An excruciating winter, a savage ice storm and the coldest March in 30 years mean Toronto’s trees are still lying dormant, holding onto the airborne pollen that curses allergy sufferers.
“It is very slow this year, obviously — nothing’s happening, which is really unusual,” said Frances Coates, a microbiologist and the CEO of Aerobiology Research Laboratories.
The Ottawa company has 30 pollen monitoring stations across the country, including one near Queen’s Park in downtown Toronto. Normally, their equipment would begin capturing the airborne grains around March 10, Coates said. But not this year.
“We’re early April and very, very little has happened, if anything at all,” Coates said.
But those who fall prey to pollen should not be lulled into a false sense of security. As the sun beats down and the soil thaws, the trees will wake from their slumber.
In the U.S., the Washington Post has dubbed the impending release of all that pent-up pollen the “pollen vortex,” warning allergy sufferers to prepare for a surge of sniffling as delayed trees and grass pollinate all at once. Canadian experts are more cautious.
“It all depends on how quickly it gets warm,” Coates said. “If the temperatures get warm and stay warm, the season is going to happen fairly quickly for some of the trees.”
Pollen arrives in waves from different species of trees and grasses. Poplars, maples and elms are all early bloomers. Pines, oaks and ash trees arrive later in the season, so they aren’t as thrown off by the cooler weather.

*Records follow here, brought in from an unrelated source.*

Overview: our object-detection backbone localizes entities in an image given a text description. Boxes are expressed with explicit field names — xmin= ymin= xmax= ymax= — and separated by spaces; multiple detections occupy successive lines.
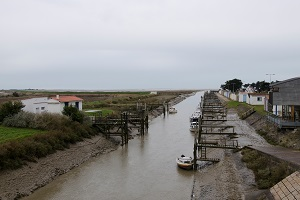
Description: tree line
xmin=221 ymin=78 xmax=270 ymax=92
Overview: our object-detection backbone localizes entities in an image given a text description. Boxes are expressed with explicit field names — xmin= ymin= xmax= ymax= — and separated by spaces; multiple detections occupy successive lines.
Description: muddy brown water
xmin=24 ymin=92 xmax=203 ymax=200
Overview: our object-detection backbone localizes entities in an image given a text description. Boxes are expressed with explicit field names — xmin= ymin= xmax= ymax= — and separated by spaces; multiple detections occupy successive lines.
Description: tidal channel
xmin=24 ymin=92 xmax=203 ymax=200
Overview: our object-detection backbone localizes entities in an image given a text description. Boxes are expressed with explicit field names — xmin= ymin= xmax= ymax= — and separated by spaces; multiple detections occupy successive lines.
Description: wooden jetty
xmin=193 ymin=92 xmax=239 ymax=170
xmin=91 ymin=104 xmax=149 ymax=145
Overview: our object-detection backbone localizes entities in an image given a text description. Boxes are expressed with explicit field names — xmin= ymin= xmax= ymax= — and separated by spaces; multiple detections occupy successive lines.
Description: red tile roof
xmin=51 ymin=96 xmax=83 ymax=102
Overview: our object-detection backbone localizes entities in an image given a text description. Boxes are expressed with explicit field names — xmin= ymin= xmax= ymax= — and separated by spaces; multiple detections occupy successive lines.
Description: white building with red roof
xmin=22 ymin=95 xmax=83 ymax=113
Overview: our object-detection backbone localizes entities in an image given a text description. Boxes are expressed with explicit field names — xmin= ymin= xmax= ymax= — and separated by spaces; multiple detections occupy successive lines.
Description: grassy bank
xmin=0 ymin=113 xmax=96 ymax=170
xmin=0 ymin=125 xmax=45 ymax=144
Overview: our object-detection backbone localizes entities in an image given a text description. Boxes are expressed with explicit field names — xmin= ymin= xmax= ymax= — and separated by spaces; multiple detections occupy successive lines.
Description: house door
xmin=243 ymin=94 xmax=247 ymax=103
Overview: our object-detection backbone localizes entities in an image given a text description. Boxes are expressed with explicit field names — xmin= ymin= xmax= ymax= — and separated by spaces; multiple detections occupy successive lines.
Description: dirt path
xmin=0 ymin=94 xmax=189 ymax=200
xmin=192 ymin=110 xmax=268 ymax=200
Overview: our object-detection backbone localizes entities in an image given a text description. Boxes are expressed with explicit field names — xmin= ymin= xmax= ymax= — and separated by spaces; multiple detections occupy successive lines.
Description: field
xmin=0 ymin=126 xmax=44 ymax=144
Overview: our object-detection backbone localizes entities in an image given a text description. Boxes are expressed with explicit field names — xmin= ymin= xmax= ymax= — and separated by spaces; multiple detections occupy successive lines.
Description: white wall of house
xmin=229 ymin=93 xmax=239 ymax=101
xmin=21 ymin=97 xmax=48 ymax=113
xmin=238 ymin=92 xmax=249 ymax=103
xmin=273 ymin=105 xmax=282 ymax=117
xmin=224 ymin=90 xmax=230 ymax=98
xmin=22 ymin=97 xmax=82 ymax=113
xmin=247 ymin=94 xmax=266 ymax=105
xmin=48 ymin=99 xmax=62 ymax=113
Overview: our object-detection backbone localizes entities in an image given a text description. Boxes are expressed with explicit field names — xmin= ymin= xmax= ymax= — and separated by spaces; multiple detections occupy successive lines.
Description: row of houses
xmin=219 ymin=77 xmax=300 ymax=128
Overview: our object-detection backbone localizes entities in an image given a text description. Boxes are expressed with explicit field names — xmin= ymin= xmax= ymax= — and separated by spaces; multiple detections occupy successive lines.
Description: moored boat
xmin=176 ymin=155 xmax=193 ymax=170
xmin=190 ymin=122 xmax=199 ymax=132
xmin=169 ymin=107 xmax=177 ymax=114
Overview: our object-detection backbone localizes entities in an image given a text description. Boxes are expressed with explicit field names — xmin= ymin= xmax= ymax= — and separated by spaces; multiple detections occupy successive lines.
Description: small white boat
xmin=190 ymin=122 xmax=199 ymax=132
xmin=176 ymin=155 xmax=193 ymax=170
xmin=169 ymin=107 xmax=177 ymax=114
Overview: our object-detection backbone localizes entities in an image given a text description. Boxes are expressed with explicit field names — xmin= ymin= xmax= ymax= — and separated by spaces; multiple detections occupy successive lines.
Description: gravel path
xmin=192 ymin=110 xmax=269 ymax=200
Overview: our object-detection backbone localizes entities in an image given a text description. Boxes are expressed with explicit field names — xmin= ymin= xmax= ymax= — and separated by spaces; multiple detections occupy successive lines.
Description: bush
xmin=3 ymin=111 xmax=35 ymax=128
xmin=0 ymin=112 xmax=96 ymax=170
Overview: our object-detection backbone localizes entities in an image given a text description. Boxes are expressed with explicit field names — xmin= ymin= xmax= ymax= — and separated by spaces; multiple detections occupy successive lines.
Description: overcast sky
xmin=0 ymin=0 xmax=300 ymax=90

Coates anticipates the pollen season may be slightly prolonged but not as severe for the early trees. It’s too early to tell how the later trees will be influenced by the cold winter, she said.
“It’s a late start, but it doesn’t mean we’re not going to have a robust pollen season,” said Dr. Susan Waserman, an allergist at McMaster University’s department of medicine.
In order to start pumping out their pollen, trees need several days of temperatures above 6 degrees Celsius, Waserman said.
Environment Canada says those temperatures could arrive in the coming days, which see daytime temperatures edging up but still a few degrees cooler than usual at this time of year.
“We’re going to have more opportunities for those buds to tentatively start coming out, but I think everything is going to be a little slower this April than it has been in past years,” said Geoff Coulson, a Toronto-based meteorologist with Environment Canada.
The devastating ice storm that mutilated up to 20 per cent of Toronto’s urban forest may have a lasting effect: toppled trees can’t produce pollen.
In some cases, though, a wounded tree may actually release extra pollen to make up for its missing branches, a last-ditch attempt to reproduce before it dies.
“Unless the whole tree is dead, the tree will compensate by releasing a whole lot of pollen,” Coates said. “It’s just a matter of survival.”
Considering the sheer number of plants in the Toronto area and the distance pollen can travel on the wind, Waserman said she doubts the ice storm will put any significant dent in the number of clinical cases of allergy sufferers.
This year’s cold-induced pollen delay may seem like an anomaly, but it could be part of long-term weather fluctuations affecting allergy seasons everywhere.
Scientists have documented that in many parts of the world, the allergy season starts earlier and lasts longer each year, potentially because of climate change. Researchers have theorized that the more carbon dioxide in the atmosphere and the warmer the temperatures, the more plants produce flowers or food, which means more pollen.
The spring ragweed allergy season has lengthened by up to 27 days since 1995 depending on where you are in North America, according to research by the U.S. Agriculture Department published in the Proceedings of the National Academy of Sciences in 2011.
Higher latitudes are warming faster than those closer to the equator and are seeing proportionally longer pollen seasons, according to that study. For instance, in Saskatoon, the season was 27 days longer than the usual 44 days. By contrast, the effect in places such as Texas was minimal.
But Coates cautions that given all the factors that play into pollen production – rainfall, temperatures, the pollen cycles of individual species – nobody can say for sure how much pollen will fill the air, and how miserable the spring will be for allergy sufferers.
“We have to wait and see what kind of spring — if it ever comes — we have,” she said.